New Initiative Launches to Promote Global Jewish Service

March 22, 2015 By eJP

tikkun olamTel Aviv, Israel – Mar. 22, 2015 – The Alliance for Global Good, Charles and Lynn Schusterman Family Foundation, and Pears Foundation are partnering to launch OLAM, a shared platform to promote global Jewish service – volunteering and service learning, international development, and social justice advocacy – in order to support communities in need around the world.

OLAM will serve as a field-building resource, championing, coordinating and educating for the benefit of existing organizations, practitioners, and volunteers. It will expand the global Jewish community’s awareness and philanthropic support of these fields; build and strengthen practitioner networks to facilitate sharing knowledge and best practices; and grow the number of volunteers and practitioners and direct them to Jewish opportunities for involvement around the globe.

From providing urgent health care in Haiti, to training farmers to maximize their yields in Kenya, to rescuing people from the ruins of an explosion in Mexico, Jewish and Israeli organizations are pursuing meaningful ways to relieve suffering and inspire a new generation of Jewish global citizens in the process. A landscape analysis commissioned by OLAM in anticipation of its launch, Global Citizens Changing the World, identifies over 40 Jewish organizations in the fields of volunteering and service learning, international development and social justice advocacy. Despite their numerous achievements, many are underfunded, under-networked, and under-recognized as they address vast challenges, such as disease, poverty, and hunger.

“Today’s global Jewish community is blessed with unprecedented wealth and influence.

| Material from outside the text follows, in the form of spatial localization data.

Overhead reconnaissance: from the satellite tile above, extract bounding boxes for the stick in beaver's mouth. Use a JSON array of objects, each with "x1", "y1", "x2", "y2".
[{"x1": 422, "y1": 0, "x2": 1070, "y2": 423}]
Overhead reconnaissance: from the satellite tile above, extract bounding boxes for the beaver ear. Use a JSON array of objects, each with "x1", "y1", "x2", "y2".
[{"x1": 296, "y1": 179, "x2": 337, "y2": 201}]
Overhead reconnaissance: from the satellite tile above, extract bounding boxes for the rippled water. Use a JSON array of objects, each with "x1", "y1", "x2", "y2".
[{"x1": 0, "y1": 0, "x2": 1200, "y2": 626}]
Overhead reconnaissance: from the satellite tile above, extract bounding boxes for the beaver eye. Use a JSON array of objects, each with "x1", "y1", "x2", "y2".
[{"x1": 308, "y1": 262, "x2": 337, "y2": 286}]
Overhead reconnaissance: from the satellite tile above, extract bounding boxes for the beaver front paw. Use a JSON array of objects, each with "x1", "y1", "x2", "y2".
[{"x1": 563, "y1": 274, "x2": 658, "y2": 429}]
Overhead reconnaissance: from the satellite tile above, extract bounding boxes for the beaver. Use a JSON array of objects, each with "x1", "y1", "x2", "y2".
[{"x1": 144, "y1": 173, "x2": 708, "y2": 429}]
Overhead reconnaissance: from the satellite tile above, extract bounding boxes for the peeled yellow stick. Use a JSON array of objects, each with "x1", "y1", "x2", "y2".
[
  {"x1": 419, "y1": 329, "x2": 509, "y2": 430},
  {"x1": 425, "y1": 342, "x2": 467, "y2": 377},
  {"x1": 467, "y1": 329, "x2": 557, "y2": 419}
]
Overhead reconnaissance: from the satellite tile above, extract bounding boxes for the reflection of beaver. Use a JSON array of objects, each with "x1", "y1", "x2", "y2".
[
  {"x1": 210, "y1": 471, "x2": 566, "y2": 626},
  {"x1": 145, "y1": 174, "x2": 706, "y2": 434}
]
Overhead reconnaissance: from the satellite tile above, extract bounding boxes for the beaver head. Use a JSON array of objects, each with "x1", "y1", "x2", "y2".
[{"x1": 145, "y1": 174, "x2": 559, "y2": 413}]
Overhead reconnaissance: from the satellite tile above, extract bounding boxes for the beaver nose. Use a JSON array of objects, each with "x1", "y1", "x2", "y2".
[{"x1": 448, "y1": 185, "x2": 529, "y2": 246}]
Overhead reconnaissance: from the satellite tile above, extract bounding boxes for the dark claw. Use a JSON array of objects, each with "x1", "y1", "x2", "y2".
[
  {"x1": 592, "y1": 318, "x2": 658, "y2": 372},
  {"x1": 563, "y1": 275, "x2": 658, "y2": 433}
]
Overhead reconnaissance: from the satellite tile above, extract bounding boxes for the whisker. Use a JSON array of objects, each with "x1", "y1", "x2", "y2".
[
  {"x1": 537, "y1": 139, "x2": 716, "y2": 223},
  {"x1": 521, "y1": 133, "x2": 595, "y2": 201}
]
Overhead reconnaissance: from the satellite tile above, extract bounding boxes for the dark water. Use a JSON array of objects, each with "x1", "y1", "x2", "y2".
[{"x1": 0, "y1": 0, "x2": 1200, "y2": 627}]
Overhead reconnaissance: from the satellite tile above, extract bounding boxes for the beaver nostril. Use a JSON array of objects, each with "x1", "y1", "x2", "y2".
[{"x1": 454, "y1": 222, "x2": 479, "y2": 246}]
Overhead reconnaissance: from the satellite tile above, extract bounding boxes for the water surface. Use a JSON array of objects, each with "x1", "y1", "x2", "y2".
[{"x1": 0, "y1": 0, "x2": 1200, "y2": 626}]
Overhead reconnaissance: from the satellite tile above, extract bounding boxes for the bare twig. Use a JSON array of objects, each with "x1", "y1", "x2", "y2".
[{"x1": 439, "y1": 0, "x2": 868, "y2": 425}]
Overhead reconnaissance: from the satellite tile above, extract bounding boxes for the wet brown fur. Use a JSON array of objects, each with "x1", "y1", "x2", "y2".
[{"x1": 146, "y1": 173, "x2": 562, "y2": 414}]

Israel, which was a developing country less than 60 years ago, has a strong economy and is a world leader in many realms,” said Dyonna Ginsburg, the newly appointed executive director of OLAM. “Yet, with resources comes responsibility – a responsibility to be true to our own tradition of tikkun olam, repairing a fractured world, and to do our part to address some of the world’s most complex issues, which no single organization or funder can solve alone. It is only by coming together and learning from one another that we can leverage the tremendous wisdom that already exists.”

Ginsburg joins OLAM after serving as the Director of Education and Service Learning at The Jewish Agency for Israel. Previously, she served as Executive Director of Bema’aglei Tzedek (Circles of Justice), an Israeli NGO that aspires to create a more just Israeli society inspired by Jewish values, and was one of the founders of Siach, a global network of Jewish social justice and environmental professionals.

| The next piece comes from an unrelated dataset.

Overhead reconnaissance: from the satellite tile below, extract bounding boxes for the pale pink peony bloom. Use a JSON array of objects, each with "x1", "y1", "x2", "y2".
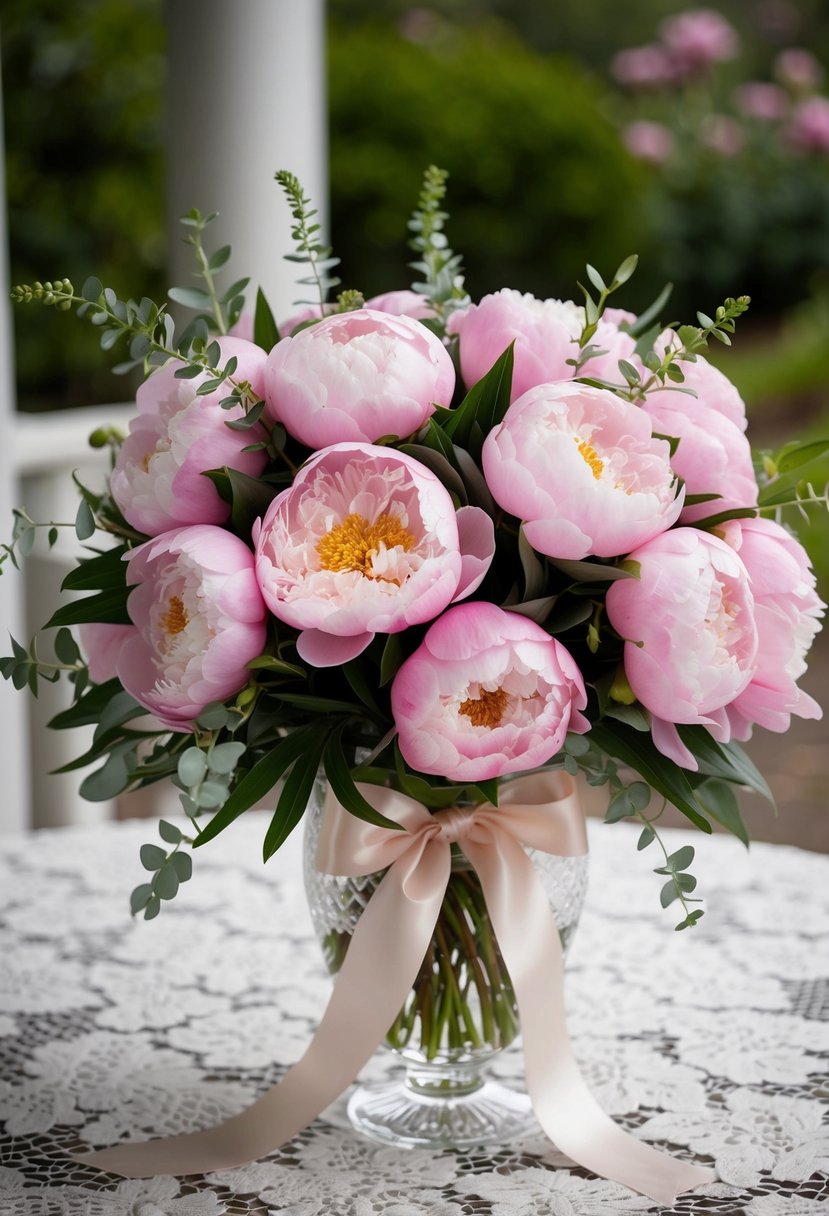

Under Ginsburg’s leadership, OLAM will help existing organizations work effectively together and multiply their collective impact while also engaging a new generation of Jews in global Jewish service. Among its initial activities, OLAM will convene and network professionals in the field and provide shared professional training, curricular resources, evaluation tools, and other opportunities for strategic planning and learning. OLAM will also work to organize study trips around the world for key funders and influencers, such as rabbis and other leaders, to raise the profile of global Jewish service generally.

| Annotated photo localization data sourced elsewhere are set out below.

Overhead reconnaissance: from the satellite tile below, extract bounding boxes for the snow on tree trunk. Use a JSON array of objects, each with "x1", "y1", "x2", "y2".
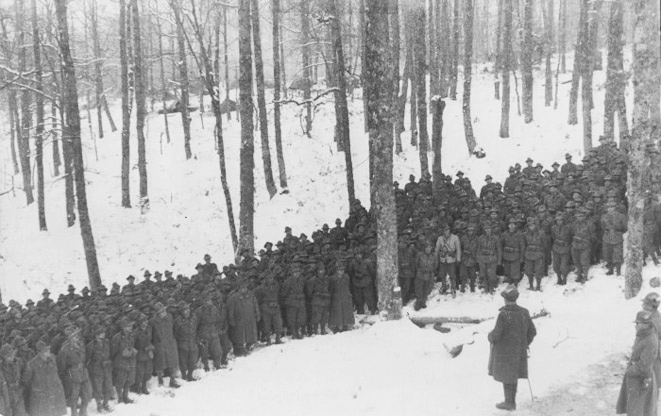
[
  {"x1": 299, "y1": 0, "x2": 312, "y2": 137},
  {"x1": 500, "y1": 0, "x2": 512, "y2": 138},
  {"x1": 450, "y1": 0, "x2": 461, "y2": 100},
  {"x1": 328, "y1": 0, "x2": 356, "y2": 204},
  {"x1": 604, "y1": 0, "x2": 626, "y2": 142},
  {"x1": 32, "y1": 0, "x2": 48, "y2": 231},
  {"x1": 521, "y1": 0, "x2": 533, "y2": 123},
  {"x1": 251, "y1": 0, "x2": 278, "y2": 198},
  {"x1": 461, "y1": 0, "x2": 477, "y2": 154},
  {"x1": 131, "y1": 0, "x2": 149, "y2": 214},
  {"x1": 364, "y1": 0, "x2": 400, "y2": 319},
  {"x1": 236, "y1": 0, "x2": 255, "y2": 255},
  {"x1": 16, "y1": 0, "x2": 34, "y2": 205},
  {"x1": 567, "y1": 0, "x2": 590, "y2": 125},
  {"x1": 170, "y1": 0, "x2": 193, "y2": 160},
  {"x1": 270, "y1": 0, "x2": 287, "y2": 189},
  {"x1": 119, "y1": 0, "x2": 131, "y2": 208},
  {"x1": 624, "y1": 0, "x2": 661, "y2": 299},
  {"x1": 413, "y1": 6, "x2": 429, "y2": 176},
  {"x1": 55, "y1": 0, "x2": 101, "y2": 290},
  {"x1": 542, "y1": 0, "x2": 555, "y2": 107},
  {"x1": 431, "y1": 98, "x2": 446, "y2": 201}
]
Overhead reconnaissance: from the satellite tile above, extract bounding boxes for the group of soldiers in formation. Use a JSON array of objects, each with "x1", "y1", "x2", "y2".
[{"x1": 0, "y1": 137, "x2": 661, "y2": 416}]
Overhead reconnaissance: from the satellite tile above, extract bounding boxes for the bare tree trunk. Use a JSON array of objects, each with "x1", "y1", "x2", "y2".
[
  {"x1": 236, "y1": 0, "x2": 254, "y2": 255},
  {"x1": 604, "y1": 0, "x2": 626, "y2": 141},
  {"x1": 7, "y1": 96, "x2": 19, "y2": 175},
  {"x1": 223, "y1": 6, "x2": 232, "y2": 120},
  {"x1": 131, "y1": 0, "x2": 149, "y2": 214},
  {"x1": 500, "y1": 0, "x2": 512, "y2": 138},
  {"x1": 328, "y1": 0, "x2": 356, "y2": 206},
  {"x1": 542, "y1": 0, "x2": 555, "y2": 107},
  {"x1": 16, "y1": 0, "x2": 34, "y2": 205},
  {"x1": 450, "y1": 0, "x2": 461, "y2": 100},
  {"x1": 364, "y1": 0, "x2": 400, "y2": 319},
  {"x1": 430, "y1": 96, "x2": 445, "y2": 200},
  {"x1": 32, "y1": 0, "x2": 48, "y2": 231},
  {"x1": 390, "y1": 0, "x2": 406, "y2": 154},
  {"x1": 50, "y1": 103, "x2": 62, "y2": 177},
  {"x1": 521, "y1": 0, "x2": 533, "y2": 123},
  {"x1": 299, "y1": 0, "x2": 312, "y2": 137},
  {"x1": 624, "y1": 0, "x2": 661, "y2": 299},
  {"x1": 251, "y1": 0, "x2": 278, "y2": 198},
  {"x1": 461, "y1": 0, "x2": 477, "y2": 154},
  {"x1": 271, "y1": 0, "x2": 287, "y2": 189},
  {"x1": 493, "y1": 0, "x2": 505, "y2": 100},
  {"x1": 558, "y1": 0, "x2": 567, "y2": 74},
  {"x1": 119, "y1": 0, "x2": 131, "y2": 208},
  {"x1": 55, "y1": 0, "x2": 101, "y2": 290},
  {"x1": 90, "y1": 1, "x2": 103, "y2": 139},
  {"x1": 567, "y1": 0, "x2": 590, "y2": 125},
  {"x1": 170, "y1": 0, "x2": 193, "y2": 160},
  {"x1": 414, "y1": 7, "x2": 429, "y2": 176}
]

The Alliance for Global Good, Charles and Lynn Schusterman Family Foundation, and Pears Foundation have each been independently funding organizations in the fields of volunteering and service learning, international development, and social justice advocacy for many years. OLAM was founded out of the shared belief that collaboration and coordination – among foundations, organizations and individuals – can exponentially increase the Jewish community’s impact on the world’s most pressing issues.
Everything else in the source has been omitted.